A power shutoff, she said, could result in “hundreds of thousands of dollars if you don’t have a generator.”
With high heat expected in the week ahead, growers in the Apple Hill region of El Dorado County are keeping a sharp eye on their crop with the beginning of harvest just days away.
“Right now it’s the middle of August,” said Chris Delfino, president of the Apple Hill Growers Association.
“We’re going to be picking in five days. And we’re going to be picking all the way in September, October and into November.”
That’s why Delfino spent $27,000 on a power generator to protect his apple crop in the event of another public safety power shutoff by PG&E.
“It happened multiple times last year,” Delfino told KCRA 3.
It is Delfino’s wine operation that is most vulnerable to a loss of electricity.
“Mother Nature waits for nobody,” Delfino said. “And we are picking apples and they got to be put in cold storage below 40 degrees. And (if) they take away my electricity, I’m losing money.”
PG&E has put money into its infrastructure to minimize disruptions this year – with the goal of making them smaller in size and shorter in duration.
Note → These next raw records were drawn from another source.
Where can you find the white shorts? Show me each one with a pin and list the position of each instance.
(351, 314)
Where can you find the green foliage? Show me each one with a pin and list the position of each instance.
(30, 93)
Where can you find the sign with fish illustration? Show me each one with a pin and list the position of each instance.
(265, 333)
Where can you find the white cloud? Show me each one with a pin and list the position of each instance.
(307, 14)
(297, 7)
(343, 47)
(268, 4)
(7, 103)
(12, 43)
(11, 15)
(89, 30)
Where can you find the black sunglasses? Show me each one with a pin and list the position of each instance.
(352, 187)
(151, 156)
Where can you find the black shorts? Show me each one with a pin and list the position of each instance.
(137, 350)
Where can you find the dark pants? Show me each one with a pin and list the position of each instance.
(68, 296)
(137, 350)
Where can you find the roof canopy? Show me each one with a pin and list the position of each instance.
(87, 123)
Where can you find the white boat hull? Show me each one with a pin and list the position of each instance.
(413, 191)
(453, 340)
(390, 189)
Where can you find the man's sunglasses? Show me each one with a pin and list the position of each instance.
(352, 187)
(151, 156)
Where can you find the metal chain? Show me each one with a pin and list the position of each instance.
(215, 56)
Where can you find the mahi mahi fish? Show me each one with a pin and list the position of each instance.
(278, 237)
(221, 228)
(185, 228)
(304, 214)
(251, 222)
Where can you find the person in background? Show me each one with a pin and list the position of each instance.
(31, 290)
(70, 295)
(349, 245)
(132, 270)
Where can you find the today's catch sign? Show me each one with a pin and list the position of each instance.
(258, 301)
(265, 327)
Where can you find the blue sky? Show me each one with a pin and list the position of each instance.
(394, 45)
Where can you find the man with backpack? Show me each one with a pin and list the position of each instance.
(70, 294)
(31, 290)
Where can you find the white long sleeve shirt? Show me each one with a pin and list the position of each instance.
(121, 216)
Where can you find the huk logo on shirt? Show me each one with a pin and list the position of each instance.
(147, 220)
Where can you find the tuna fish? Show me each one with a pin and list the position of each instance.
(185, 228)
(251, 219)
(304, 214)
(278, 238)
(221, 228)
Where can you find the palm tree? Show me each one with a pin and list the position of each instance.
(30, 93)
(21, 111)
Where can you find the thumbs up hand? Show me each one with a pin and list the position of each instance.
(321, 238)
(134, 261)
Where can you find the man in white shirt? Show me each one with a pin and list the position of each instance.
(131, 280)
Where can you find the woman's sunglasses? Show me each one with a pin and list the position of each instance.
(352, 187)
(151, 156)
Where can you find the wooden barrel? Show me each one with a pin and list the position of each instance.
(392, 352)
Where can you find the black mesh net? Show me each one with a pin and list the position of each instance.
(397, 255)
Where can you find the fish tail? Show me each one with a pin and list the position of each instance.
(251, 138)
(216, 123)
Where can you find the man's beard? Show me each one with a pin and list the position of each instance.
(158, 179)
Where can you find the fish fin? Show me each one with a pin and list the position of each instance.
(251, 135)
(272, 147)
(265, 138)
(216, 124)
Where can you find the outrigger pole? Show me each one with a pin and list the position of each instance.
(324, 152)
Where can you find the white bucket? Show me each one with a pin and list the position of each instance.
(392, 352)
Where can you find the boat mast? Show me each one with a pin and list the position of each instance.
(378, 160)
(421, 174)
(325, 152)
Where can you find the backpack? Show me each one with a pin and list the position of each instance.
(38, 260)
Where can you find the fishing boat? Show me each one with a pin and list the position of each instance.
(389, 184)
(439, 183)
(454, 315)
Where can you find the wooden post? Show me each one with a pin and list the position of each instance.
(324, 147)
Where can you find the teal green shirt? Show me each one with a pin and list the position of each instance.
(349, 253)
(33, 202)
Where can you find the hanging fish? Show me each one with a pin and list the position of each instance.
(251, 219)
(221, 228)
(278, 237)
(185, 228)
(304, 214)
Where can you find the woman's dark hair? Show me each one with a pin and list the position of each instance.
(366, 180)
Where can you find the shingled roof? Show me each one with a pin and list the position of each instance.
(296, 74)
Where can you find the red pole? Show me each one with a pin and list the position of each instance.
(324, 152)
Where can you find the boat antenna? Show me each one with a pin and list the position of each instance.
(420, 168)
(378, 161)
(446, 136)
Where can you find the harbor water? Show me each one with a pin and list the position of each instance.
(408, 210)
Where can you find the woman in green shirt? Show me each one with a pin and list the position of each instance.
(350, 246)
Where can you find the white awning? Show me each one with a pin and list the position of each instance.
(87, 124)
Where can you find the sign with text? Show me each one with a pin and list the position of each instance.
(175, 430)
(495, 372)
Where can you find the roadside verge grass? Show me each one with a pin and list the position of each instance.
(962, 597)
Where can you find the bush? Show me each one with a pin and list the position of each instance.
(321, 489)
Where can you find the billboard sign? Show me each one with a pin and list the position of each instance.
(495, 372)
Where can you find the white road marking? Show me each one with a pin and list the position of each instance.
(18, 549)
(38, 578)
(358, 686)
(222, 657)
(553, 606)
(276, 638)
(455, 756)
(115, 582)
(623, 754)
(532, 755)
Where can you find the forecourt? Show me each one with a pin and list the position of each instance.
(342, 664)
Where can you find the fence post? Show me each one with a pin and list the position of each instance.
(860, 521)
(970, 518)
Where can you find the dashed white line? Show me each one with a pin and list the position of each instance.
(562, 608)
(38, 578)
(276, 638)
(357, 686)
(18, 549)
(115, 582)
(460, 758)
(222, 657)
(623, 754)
The utility is adding switches and sectionalized devices to the grid to limit the size of outages. It is also developing micro-grids with temporary generators to help keep the lights on.
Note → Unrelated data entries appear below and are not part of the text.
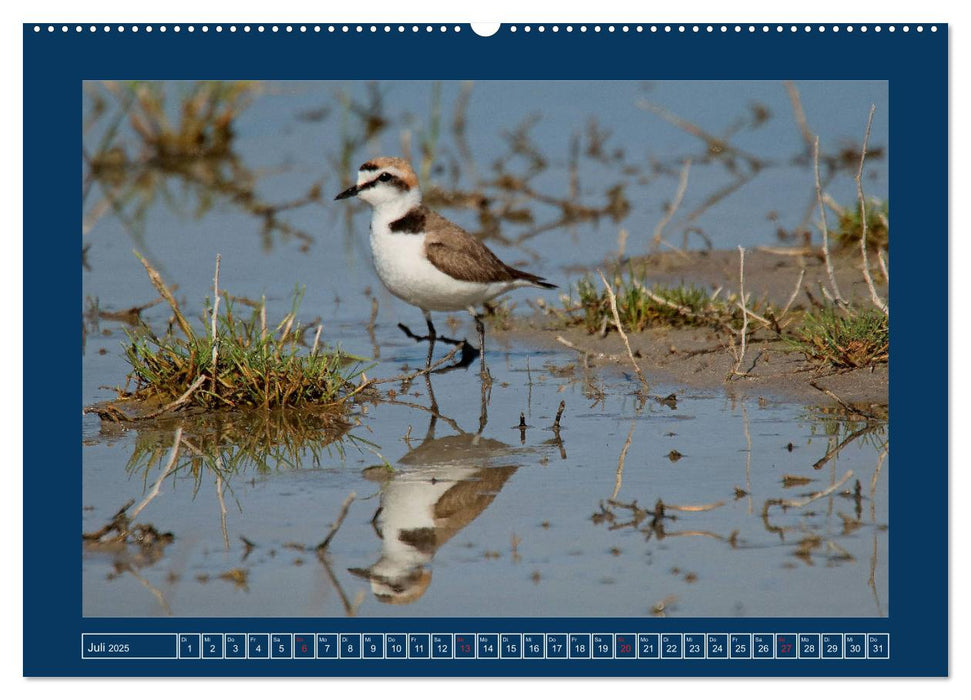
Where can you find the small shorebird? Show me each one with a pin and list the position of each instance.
(422, 257)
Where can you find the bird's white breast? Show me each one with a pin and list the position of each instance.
(399, 259)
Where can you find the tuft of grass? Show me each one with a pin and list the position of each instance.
(199, 126)
(845, 340)
(255, 366)
(641, 307)
(849, 229)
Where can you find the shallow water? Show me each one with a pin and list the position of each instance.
(470, 516)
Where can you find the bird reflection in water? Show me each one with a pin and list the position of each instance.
(442, 485)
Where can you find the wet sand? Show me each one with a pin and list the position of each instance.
(702, 357)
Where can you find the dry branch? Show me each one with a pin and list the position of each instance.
(877, 301)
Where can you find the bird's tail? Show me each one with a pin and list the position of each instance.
(532, 279)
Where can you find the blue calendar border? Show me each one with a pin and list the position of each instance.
(914, 63)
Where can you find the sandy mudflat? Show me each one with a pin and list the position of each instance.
(702, 358)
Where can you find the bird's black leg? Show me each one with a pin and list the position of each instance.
(432, 335)
(480, 328)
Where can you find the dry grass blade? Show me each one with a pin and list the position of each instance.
(620, 330)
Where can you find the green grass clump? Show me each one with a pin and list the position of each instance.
(640, 307)
(849, 229)
(255, 366)
(843, 339)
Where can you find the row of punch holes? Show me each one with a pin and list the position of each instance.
(414, 28)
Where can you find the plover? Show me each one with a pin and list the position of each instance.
(422, 257)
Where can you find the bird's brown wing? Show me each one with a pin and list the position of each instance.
(458, 254)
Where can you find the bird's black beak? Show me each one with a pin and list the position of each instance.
(349, 192)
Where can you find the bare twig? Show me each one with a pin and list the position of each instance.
(336, 526)
(741, 304)
(877, 301)
(313, 350)
(822, 216)
(620, 462)
(174, 404)
(159, 284)
(794, 503)
(883, 266)
(673, 207)
(795, 293)
(620, 330)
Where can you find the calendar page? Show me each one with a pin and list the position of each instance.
(528, 350)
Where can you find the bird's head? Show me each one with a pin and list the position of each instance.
(383, 181)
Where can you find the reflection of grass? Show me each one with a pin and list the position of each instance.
(852, 339)
(243, 363)
(231, 443)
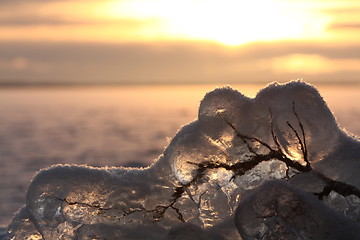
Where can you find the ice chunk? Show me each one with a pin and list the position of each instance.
(237, 144)
(277, 210)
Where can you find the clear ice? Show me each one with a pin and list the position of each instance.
(276, 166)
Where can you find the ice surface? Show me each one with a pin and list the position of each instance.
(273, 167)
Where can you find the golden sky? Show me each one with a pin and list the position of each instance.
(146, 41)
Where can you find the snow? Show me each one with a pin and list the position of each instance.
(240, 171)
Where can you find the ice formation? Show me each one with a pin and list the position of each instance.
(273, 167)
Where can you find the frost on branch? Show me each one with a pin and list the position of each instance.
(216, 179)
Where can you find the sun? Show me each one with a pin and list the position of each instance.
(230, 22)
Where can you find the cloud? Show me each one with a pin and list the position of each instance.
(34, 20)
(182, 62)
(341, 26)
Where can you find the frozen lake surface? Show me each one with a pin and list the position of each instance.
(108, 126)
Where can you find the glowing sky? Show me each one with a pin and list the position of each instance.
(179, 41)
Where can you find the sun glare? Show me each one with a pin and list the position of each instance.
(230, 22)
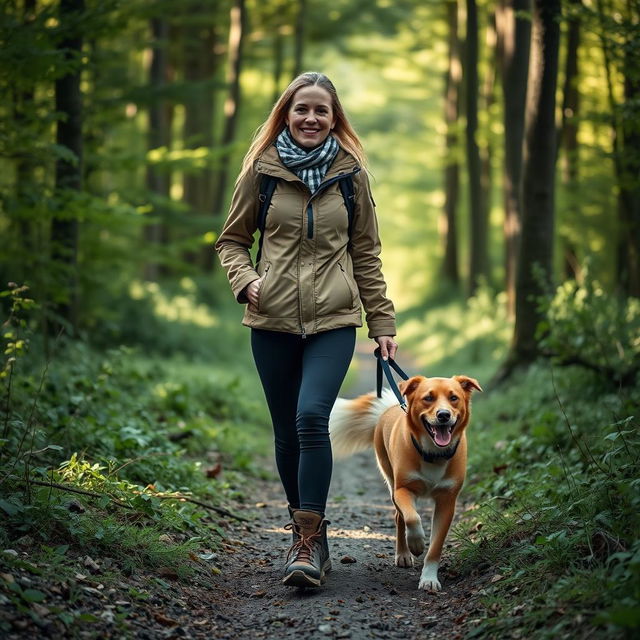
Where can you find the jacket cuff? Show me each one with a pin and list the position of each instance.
(241, 283)
(382, 328)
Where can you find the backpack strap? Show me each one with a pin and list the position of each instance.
(268, 185)
(349, 197)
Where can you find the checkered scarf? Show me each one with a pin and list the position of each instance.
(311, 165)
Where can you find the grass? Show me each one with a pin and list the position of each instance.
(554, 533)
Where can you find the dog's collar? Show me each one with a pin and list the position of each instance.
(428, 456)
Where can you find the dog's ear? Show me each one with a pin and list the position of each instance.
(467, 383)
(407, 387)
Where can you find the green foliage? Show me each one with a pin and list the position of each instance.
(558, 514)
(597, 329)
(106, 449)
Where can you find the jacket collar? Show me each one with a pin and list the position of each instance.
(269, 162)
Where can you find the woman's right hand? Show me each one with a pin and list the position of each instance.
(252, 291)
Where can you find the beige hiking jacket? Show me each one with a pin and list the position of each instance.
(315, 279)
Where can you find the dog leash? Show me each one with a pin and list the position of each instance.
(386, 366)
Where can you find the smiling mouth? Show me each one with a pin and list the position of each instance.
(440, 433)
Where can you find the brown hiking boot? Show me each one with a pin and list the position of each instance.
(308, 559)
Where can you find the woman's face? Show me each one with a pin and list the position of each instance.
(310, 117)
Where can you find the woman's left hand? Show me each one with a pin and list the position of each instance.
(388, 347)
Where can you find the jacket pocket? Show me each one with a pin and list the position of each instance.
(350, 285)
(265, 278)
(334, 294)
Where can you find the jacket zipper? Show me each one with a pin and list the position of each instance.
(322, 187)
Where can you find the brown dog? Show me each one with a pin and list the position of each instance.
(422, 452)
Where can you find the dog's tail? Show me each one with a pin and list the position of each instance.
(353, 422)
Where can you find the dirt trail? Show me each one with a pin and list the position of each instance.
(364, 597)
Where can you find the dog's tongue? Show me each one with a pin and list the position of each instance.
(442, 437)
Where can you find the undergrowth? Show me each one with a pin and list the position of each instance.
(120, 453)
(553, 467)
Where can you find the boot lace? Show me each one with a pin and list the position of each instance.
(303, 548)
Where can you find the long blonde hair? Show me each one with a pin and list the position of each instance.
(276, 122)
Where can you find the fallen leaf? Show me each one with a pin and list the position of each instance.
(214, 472)
(164, 620)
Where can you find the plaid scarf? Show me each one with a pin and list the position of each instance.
(311, 165)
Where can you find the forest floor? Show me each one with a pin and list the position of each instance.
(365, 596)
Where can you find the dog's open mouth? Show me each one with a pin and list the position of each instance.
(440, 433)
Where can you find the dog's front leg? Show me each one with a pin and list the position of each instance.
(442, 517)
(405, 503)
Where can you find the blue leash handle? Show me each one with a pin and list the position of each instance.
(386, 366)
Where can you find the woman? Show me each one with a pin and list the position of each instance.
(303, 296)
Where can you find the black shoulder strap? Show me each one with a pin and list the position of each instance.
(349, 197)
(267, 187)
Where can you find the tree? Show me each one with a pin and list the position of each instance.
(68, 172)
(199, 63)
(452, 165)
(159, 134)
(478, 263)
(535, 259)
(514, 33)
(568, 135)
(232, 103)
(299, 35)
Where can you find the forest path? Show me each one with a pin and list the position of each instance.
(366, 597)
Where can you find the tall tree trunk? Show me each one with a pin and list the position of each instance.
(630, 188)
(514, 32)
(159, 134)
(25, 189)
(199, 70)
(298, 53)
(486, 153)
(232, 103)
(278, 62)
(535, 260)
(448, 225)
(68, 172)
(628, 232)
(478, 263)
(568, 138)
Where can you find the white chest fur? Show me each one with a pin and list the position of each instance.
(431, 476)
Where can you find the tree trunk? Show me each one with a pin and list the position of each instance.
(278, 62)
(622, 130)
(568, 140)
(199, 63)
(478, 255)
(486, 153)
(25, 188)
(232, 103)
(630, 187)
(514, 32)
(448, 225)
(159, 134)
(68, 173)
(298, 54)
(535, 260)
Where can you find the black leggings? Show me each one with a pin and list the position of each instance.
(301, 378)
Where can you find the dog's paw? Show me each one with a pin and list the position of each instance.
(429, 577)
(429, 584)
(415, 539)
(404, 559)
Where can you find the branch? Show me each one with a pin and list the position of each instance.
(178, 496)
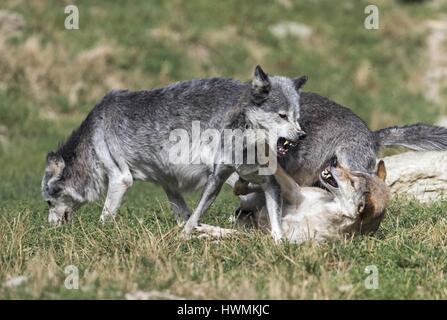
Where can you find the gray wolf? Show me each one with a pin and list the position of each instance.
(126, 137)
(351, 203)
(335, 132)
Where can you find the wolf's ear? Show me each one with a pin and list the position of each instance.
(381, 170)
(299, 82)
(55, 165)
(260, 85)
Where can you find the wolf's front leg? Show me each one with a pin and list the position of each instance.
(117, 188)
(273, 202)
(212, 188)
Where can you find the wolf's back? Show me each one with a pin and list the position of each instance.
(416, 137)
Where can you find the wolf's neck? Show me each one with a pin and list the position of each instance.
(82, 174)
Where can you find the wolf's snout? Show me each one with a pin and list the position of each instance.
(301, 134)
PG&E is also adding more field crews for a quicker response – both on the ground and in the air.
“We have nearly doubled the amount of helicopters that we have to do inspections,” said Jeff Smith, a spokesperson for PG&E. “We’ve gone from 35 helicopters to 65 helicopters.”
“We’ve added a couple of airplanes and these airplanes have infrared technology. And what that allows us to do is inspect those lines at night,” Smith said.
The goal is to cut restoration time in half – compared to last year – so that customers are back on the grid within 12 daylight hours once the severe weather has passed.
“I’m glad they are doing that but they need to do more,” Delfino told KCRA 3.